Ahora, afortunadamente, nadie me mira, puedo buscarlo. Seguro andará debajo de alguna cama; los truenos, cuando son fuertes, lo sobrecogen.
Eso tienen de malo los recuerdos tiernos. Cuando cae una tormenta… se desdibujan.
Excelente!!! Saludos desde Caracas!!!!!!
Muchas gracias Sherabgyatso… se hace lo que se puede 🙂
Hay mucha reminiscencia de esos miedos infantiles que todavía podemos experimentar de adultos…
Me ha gustado mucho.
En tus letras trasluces ese estado de ánimo. Cuando salga el sol, desata tu venganza.

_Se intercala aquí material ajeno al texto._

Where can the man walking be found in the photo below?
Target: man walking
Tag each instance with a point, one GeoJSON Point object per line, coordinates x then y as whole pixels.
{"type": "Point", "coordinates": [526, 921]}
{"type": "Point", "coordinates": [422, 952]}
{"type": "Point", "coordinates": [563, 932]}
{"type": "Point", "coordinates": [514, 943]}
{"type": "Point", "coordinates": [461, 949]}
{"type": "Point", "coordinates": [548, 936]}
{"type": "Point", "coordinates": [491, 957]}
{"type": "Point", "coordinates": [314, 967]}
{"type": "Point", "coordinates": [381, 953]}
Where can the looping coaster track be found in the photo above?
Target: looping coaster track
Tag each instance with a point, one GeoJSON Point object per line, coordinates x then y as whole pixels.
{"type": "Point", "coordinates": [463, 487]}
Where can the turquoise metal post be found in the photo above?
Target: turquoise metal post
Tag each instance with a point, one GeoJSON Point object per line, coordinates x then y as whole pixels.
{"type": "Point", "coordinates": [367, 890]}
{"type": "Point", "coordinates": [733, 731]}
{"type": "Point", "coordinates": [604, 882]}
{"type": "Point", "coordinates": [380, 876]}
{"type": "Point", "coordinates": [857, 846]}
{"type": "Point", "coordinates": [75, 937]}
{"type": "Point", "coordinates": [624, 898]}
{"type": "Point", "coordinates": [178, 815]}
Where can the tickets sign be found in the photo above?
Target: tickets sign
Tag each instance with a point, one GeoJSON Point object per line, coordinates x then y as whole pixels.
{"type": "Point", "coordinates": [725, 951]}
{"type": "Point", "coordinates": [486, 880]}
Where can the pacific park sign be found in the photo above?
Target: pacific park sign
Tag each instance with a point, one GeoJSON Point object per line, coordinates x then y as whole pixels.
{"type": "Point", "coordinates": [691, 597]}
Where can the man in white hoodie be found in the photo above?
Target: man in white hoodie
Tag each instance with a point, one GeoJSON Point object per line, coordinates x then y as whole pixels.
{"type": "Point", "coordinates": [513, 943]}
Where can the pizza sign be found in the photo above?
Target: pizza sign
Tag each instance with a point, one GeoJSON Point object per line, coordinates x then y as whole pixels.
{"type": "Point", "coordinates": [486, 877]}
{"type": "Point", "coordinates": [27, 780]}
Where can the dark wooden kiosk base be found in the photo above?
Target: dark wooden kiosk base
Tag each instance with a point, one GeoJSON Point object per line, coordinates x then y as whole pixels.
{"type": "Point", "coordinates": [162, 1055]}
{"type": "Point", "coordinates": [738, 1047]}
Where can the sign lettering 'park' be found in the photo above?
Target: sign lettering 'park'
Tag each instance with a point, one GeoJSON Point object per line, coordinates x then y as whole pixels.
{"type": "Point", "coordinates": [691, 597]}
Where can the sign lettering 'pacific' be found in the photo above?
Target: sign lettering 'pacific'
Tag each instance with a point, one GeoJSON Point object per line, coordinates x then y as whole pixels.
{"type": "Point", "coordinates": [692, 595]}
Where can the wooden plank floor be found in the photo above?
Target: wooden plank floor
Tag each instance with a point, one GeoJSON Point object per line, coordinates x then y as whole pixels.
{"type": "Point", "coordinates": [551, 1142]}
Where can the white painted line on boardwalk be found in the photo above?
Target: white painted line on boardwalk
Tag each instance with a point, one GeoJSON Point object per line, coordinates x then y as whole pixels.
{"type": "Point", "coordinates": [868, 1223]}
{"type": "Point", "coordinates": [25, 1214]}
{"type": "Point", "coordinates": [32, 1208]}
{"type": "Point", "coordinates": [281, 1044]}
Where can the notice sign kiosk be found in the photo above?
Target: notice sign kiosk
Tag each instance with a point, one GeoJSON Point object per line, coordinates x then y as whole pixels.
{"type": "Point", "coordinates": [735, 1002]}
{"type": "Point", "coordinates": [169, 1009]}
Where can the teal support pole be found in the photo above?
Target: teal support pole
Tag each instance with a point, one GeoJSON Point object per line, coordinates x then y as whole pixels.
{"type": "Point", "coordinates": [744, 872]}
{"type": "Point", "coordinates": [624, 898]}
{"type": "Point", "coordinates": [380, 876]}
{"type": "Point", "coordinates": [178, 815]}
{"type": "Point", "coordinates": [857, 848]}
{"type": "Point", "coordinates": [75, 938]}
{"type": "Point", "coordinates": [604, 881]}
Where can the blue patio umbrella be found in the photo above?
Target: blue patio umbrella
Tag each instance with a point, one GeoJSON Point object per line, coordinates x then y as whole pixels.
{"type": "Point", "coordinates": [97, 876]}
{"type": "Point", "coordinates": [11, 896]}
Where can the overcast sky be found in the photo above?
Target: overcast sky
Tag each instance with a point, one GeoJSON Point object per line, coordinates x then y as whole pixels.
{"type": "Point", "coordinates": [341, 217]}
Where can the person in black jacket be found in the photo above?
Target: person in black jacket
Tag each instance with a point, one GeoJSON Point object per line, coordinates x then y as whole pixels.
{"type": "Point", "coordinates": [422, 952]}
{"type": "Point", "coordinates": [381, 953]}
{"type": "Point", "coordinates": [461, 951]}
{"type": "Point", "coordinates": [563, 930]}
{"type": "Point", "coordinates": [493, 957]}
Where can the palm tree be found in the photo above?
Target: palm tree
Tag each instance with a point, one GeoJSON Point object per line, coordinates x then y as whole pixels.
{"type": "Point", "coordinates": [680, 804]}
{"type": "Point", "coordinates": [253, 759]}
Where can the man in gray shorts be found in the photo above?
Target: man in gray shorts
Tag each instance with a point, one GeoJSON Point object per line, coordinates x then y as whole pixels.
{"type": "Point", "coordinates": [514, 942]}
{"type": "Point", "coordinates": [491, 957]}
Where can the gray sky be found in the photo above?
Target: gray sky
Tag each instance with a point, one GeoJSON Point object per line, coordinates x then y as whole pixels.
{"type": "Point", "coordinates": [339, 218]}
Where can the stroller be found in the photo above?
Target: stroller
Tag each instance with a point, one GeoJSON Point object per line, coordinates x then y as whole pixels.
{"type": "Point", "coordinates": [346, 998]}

Están bien eso del enfado de los de arriba. Me encantó.
Un beso, Mar
Pues eso de la venganza y el sol está genial… seguro te robo la frase para algún que otro post.
Beso y gracias por la visita.
Un beso para ti.
A mi no me disgusta la lluvia, será que me gusta la dulce melancolía que atisbo en cada gota caída.
Besos.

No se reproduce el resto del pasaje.